I was wondering if anybody knows what happens after you use your carbon water filter long enough so that it’s no longer filtering stuff out of the water. Does it just give you unfiltered water, basically? Or is there a downside risk to using a filter past its useful lifetime?
I read somewhere recently that a carbon filter could actually start dumping the stuff it’s already filtered out once it gets overloaded, making the water even more contaminated than just tap water. But… I don’t know whether that is really possible or likely and, if so, under what conditions. Maybe somebody in the water filter industry was just trying to scare me into buying filters more often. Does anyone have any good info on this?










Charcoal filters act by binding certain chemicals to the activated carbon element based on polarity. Once they are saturated, they simply stop binding.
However, if a stronger (i.e.: more active) chemical comes along, it will replace less active chemicals already in the filter – it is not dumping per-se, but replacing what is already there.

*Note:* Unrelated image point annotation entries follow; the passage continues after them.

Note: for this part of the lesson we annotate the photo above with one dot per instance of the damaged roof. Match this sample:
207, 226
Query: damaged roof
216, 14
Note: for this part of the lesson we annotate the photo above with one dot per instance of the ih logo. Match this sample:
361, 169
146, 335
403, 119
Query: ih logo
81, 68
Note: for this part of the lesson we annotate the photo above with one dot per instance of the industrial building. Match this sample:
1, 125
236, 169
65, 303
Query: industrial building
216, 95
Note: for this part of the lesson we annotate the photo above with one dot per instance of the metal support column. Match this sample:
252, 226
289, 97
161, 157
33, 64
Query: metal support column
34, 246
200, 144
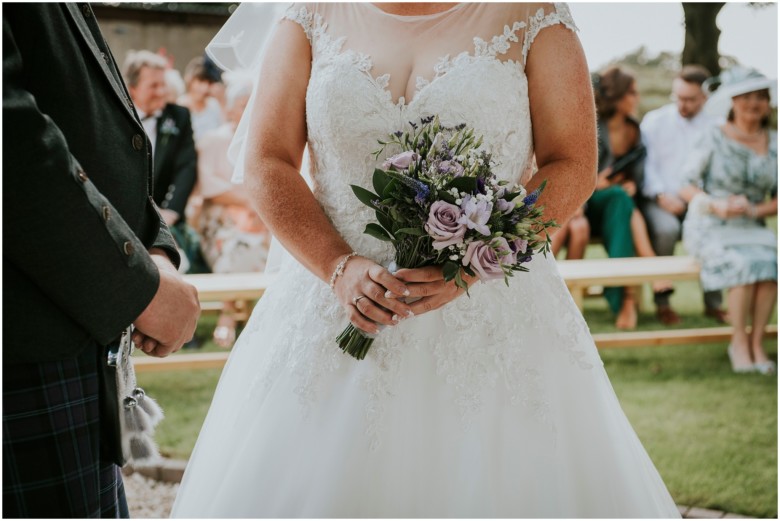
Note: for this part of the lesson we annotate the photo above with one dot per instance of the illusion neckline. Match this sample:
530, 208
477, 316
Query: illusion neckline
417, 17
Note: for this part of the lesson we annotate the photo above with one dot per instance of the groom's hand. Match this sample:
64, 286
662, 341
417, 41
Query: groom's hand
170, 318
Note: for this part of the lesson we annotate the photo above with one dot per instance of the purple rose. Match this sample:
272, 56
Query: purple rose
443, 225
519, 246
400, 161
476, 214
482, 257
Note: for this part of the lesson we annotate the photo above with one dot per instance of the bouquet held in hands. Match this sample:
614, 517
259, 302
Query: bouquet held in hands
439, 203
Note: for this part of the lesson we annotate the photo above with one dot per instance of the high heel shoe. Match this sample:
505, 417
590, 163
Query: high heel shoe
749, 368
768, 367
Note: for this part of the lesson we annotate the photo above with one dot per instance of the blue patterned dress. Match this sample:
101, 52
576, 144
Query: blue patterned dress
741, 250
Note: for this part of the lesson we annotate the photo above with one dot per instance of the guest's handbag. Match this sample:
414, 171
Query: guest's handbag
134, 412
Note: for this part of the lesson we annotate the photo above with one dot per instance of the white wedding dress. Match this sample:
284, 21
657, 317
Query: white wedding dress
496, 405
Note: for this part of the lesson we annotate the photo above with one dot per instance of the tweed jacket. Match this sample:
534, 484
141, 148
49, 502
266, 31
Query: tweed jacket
77, 184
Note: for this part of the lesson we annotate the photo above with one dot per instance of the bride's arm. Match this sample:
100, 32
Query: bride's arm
277, 138
564, 122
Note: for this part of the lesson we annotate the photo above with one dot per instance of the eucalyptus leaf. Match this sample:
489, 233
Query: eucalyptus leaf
376, 231
450, 270
380, 180
365, 196
417, 232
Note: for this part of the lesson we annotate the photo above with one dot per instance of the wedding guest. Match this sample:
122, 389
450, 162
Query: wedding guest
205, 109
611, 210
173, 148
234, 239
669, 133
732, 188
85, 254
175, 85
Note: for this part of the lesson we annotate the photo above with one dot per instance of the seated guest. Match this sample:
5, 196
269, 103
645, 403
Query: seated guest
173, 149
611, 210
234, 239
732, 176
669, 133
206, 111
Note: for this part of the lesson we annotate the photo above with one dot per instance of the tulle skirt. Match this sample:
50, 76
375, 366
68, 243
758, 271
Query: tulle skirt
495, 406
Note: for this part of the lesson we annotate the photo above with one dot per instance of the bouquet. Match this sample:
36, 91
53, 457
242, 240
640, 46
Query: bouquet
439, 203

As such elements become more and more saturated, the binding qualities will also start to respond to water temperature – so a high water temperature could also cause a release of loosely bound chemicals.
In other words, it is a moving target. The point is to replace such filters sufficiently frequently to avoid the problem in the first place. And this timing will be a function of the amount of water used and the sorts of chemicals and contaminants to be removed, and the quantities in which they are present.